In an interview with the WSWS, Anika, 22, a student of linguistics at the Free University, said: “The protest will not change anything. The politicians are just playing for time.” She nevertheless saw the necessity to take part in the demonstrations: “The protest should make clear to the public the extent of the cuts being carried out in the universities. Existing conditions are already catastrophic.” She said she was disappointed by the Berlin Senate. “I think many students voted for Wowereit (Berlin mayor, SPD) and now feel let down. As for the PDS, I did not expect anything from them in the first place.”
Jakob, 22, expressed a similar negative view of the Berlin council: “One can only shake one’s head over the PDS.” Jakob studies at the city’s Technical University and fears a worsening of conditions. “At the moment it is not too bad, but where will it all end?” Jakob articulated his anger at the form taken by spending cuts: “Cuts are being made at the wrong end. The politicians have money to spend when it comes to bailing out a bank or raising incomes for top-flight earners, but in the meantime education is suffering more and more. One has to demonstrate that the majority of the electorate is against the cuts. It is not just an issue for Berlin, but for the country as a whole.”
Werner, an author and director, also took part in the Berlin protest. “The demonstration is important because it is necessary to make clear the extent of the problem,” he said. “I have no illusion that the Senate will reverse its course. They will only press ahead with similar policies. It is a national government that is intent on pursuing a free-market political course and demonstrating that it is finally a force to be reckoned with in the world by sending its military around the globe.
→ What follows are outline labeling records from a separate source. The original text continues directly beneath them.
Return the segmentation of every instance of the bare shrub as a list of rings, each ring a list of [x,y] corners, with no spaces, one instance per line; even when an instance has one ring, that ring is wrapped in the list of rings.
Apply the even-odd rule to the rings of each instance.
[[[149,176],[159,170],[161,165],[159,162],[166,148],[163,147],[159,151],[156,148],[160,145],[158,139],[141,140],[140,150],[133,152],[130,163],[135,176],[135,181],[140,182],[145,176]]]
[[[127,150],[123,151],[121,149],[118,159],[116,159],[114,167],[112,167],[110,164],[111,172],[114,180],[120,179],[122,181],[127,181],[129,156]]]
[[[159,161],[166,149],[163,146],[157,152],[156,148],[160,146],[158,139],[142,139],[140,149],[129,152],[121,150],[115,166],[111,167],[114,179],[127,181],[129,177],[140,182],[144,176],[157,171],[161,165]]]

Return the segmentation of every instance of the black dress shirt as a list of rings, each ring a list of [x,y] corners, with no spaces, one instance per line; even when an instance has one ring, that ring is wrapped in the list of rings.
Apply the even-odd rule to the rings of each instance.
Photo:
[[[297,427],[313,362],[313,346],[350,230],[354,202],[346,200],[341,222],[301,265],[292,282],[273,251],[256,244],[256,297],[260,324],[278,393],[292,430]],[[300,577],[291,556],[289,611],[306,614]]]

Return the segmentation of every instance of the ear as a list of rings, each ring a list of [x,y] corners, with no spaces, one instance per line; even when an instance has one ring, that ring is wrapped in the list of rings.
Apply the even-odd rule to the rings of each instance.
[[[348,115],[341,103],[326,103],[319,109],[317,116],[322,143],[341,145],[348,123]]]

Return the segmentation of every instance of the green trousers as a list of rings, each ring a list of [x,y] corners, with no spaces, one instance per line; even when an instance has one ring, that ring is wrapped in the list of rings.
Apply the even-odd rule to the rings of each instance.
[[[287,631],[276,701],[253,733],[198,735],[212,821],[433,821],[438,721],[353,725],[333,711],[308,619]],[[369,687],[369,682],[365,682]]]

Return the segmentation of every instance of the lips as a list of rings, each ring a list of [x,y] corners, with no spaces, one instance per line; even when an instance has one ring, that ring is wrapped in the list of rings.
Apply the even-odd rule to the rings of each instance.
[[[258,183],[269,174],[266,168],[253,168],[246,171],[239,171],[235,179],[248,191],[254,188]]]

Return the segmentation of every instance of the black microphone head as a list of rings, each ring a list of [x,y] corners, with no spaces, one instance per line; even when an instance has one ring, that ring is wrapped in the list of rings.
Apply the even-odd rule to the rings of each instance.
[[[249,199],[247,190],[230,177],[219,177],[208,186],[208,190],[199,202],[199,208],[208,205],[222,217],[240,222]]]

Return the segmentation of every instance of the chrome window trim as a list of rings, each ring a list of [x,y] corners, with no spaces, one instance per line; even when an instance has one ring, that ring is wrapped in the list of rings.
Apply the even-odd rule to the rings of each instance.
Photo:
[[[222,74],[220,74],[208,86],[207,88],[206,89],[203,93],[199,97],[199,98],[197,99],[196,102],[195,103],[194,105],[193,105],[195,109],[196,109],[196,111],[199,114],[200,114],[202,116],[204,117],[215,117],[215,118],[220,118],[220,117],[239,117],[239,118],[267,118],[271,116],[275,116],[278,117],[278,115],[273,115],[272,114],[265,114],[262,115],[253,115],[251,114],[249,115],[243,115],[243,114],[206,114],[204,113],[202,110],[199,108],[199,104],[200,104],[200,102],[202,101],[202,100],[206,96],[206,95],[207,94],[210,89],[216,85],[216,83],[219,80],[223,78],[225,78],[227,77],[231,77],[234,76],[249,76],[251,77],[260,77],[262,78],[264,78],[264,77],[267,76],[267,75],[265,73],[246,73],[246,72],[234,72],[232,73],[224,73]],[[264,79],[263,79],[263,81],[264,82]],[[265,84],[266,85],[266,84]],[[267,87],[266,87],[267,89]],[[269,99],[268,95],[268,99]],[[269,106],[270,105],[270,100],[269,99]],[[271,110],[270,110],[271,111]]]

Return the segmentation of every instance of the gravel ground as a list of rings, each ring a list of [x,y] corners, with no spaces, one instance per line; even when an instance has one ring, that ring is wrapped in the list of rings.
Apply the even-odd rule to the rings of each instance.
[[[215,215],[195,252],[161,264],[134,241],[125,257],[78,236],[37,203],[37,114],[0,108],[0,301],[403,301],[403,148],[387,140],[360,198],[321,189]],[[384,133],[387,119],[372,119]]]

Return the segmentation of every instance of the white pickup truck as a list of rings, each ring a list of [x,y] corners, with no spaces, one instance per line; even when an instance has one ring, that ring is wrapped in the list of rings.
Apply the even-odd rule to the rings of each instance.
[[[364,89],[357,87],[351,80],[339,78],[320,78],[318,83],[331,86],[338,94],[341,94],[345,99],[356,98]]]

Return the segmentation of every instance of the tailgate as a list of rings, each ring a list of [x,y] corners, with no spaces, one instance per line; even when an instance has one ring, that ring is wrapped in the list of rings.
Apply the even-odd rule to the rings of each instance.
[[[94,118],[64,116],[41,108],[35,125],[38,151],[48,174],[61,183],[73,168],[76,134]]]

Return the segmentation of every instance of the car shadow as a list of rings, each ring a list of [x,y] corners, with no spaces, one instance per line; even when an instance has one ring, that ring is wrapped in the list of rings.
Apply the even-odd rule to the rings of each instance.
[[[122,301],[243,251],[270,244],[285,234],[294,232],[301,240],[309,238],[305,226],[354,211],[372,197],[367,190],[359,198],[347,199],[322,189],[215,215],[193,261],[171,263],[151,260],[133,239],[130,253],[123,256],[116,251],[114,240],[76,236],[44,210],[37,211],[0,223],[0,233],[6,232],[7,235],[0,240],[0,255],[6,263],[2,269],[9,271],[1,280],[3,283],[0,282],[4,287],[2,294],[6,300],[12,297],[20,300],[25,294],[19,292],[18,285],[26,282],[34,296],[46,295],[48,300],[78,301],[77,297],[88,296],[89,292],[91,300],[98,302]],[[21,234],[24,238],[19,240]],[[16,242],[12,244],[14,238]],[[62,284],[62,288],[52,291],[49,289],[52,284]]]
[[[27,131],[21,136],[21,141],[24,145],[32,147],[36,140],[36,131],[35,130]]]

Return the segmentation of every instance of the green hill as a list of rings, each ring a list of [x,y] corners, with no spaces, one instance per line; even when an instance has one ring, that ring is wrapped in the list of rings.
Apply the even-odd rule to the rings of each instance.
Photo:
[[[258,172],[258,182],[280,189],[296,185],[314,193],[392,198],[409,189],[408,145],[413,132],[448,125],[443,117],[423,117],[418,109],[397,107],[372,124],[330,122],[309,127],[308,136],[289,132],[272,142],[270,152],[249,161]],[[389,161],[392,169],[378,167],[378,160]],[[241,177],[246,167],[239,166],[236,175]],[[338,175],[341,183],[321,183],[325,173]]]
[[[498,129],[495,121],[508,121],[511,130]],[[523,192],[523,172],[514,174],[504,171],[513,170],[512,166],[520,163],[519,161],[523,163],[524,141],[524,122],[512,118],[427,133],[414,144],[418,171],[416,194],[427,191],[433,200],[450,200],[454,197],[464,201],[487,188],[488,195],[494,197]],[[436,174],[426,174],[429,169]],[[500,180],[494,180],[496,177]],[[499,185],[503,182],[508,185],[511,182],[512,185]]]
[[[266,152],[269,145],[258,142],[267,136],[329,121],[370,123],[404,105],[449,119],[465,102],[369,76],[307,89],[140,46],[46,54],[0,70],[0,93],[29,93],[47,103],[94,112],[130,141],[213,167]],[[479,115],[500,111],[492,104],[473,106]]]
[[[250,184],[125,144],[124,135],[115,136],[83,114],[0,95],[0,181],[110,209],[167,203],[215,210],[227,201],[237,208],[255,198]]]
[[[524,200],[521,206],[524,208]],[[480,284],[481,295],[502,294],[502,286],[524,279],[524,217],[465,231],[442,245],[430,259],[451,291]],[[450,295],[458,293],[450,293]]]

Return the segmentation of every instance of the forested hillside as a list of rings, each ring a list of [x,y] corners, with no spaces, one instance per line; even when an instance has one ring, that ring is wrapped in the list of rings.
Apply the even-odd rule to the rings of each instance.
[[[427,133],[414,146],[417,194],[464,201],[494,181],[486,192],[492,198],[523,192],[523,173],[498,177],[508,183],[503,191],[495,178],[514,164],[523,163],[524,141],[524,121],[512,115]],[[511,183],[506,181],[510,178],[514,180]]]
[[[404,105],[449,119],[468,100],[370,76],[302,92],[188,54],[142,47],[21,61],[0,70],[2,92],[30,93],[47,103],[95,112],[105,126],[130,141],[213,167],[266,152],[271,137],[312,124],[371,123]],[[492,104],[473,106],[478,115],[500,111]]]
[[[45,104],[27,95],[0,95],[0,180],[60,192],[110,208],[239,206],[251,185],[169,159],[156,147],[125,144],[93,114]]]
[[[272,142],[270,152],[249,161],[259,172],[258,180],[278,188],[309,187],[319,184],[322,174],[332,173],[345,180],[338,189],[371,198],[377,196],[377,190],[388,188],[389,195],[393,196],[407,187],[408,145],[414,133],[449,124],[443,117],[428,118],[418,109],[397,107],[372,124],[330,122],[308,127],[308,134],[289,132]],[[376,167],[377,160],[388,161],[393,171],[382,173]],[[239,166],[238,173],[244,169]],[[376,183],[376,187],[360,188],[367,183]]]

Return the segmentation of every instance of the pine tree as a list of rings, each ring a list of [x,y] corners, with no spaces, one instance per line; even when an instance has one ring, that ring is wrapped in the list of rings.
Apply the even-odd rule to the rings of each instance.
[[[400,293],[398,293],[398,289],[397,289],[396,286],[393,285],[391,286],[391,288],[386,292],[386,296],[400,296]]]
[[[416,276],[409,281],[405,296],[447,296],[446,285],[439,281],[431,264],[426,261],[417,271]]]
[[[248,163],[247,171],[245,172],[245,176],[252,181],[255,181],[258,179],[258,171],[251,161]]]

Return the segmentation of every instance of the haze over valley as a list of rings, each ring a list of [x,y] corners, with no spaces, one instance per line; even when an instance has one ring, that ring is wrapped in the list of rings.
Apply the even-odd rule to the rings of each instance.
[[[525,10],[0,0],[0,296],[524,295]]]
It represents a very dangerous lurch to the right. The savings made in education are then swallowed up by increased financing of armaments.”
“What is taking place here is an abomination!” declared André, who is studying at the Humboldt University. “I have followed the discussion in the senate and what has taken place is just electoral manoeuvring.” André was also critical of the Green Party, which is currently excluded from the Berlin coalition. “They are responsible for introducing study accounts in other German states.” He also saw the roots of the attack on education in the government’s free-market course: “There is a huge amount of privatisation talking place and concessions made to the employers. For such policies, the government needs money and so they undertake an offensive against those reckoned to be unable to defend themselves”—workers, students, etc.
Members and supporters of the WSWS distributed over a thousand leaflets at the demonstration and set up a literature table. The leaflet called for attendance at a meeting at the Humboldt University on December 18, titled “Education is a fundamental right—not a commodity.”